Deuxième problème: ce n'est pas le monde musulman auquel s'adresse notre penseur qui a choisi de considérer Muhammad comme un prophète et un roi (ou plutôt un chef), ces données sont dans les textes sacrés eux-mêmes! De plus, le verset cité par Abdennour Bidar est abrogé par un verset plus belliciste envers les incroyants. C'est du moins une interprétation très largement partagée. Il ne s'agit donc pas de trahison du texte sacré. Au contraire, c'est Abdennour Bidar qui s'est fait un islam à sauce et donc compatible avec l'Occident post-chrétien. Je ne crois d'ailleurs pas me tromper en pensant que la majorité des savants musulmans considèreraient ce philosophe comme un apostat, tellement il s'éloigne de la religion traditionnelle. La question est donc: une telle transformation de l'islam est-elle possible à grande échelle? Les musulmans ont-ils envie massivement de renier leur foi pour finalement s'aligner sur l'Occident (car ne nous leurrons pas, les valeurs que propose notre penseur sont celles de l'Occident contemporain et indifférentiste)? Une telle rupture avec la foi traditionnelle s'est déjà effectuée avec le christianisme depuis quelques décennies (acceptation des valeurs révolutionnaires de la modernité), mais est-ce possible avec une religion comme l'islam, profondément légaliste? Je ne vous cache pas que je ne le crois pas, surtout dans le contexte actuel: les musulmans ont en effet la chance de voir ce que donnerait grosso modo une société sans Dieu et ce n'est d'après moi pas très beau à voir...
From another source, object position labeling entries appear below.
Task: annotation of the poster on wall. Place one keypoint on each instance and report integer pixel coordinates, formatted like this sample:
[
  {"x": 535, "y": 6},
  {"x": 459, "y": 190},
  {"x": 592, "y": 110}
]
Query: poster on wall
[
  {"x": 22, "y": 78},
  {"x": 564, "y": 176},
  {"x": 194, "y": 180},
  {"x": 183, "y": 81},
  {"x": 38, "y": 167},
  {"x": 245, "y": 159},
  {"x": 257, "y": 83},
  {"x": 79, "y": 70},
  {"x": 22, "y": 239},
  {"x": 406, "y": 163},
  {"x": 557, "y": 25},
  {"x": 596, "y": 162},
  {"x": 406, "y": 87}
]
Mes critiques parfois dures n'ont pas pour but de dénigrer Abdennour Bidar, qui pose néanmoins des questions très intéressantes, et notamment ce passage:
Il ne faut donc pas que tu t’illusionnes, ô mon ami, en faisant croire que quand on en aura fini avec le terrorisme islamiste l’islam aura réglé ses problèmes ! Car tout ce que je viens d’évoquer – une religion tyrannique, dogmatique, littéraliste, formaliste, machiste, conservatrice, régressive – est trop souvent l’islam ordinaire, l’islam quotidien
La suite me pose plus de problèmes, car y est évoqué un
islam du passé dépassé. Une telle manière de voir sera certes partagée par tous les penseurs occidentaux, éloignés de la religion, mais pas par beaucoup de croyants sincères et notamment par nombre de musulmans, pour qui le passé de l'islam, et surtout celui des premières générations de croyants, représente un Age d'Or.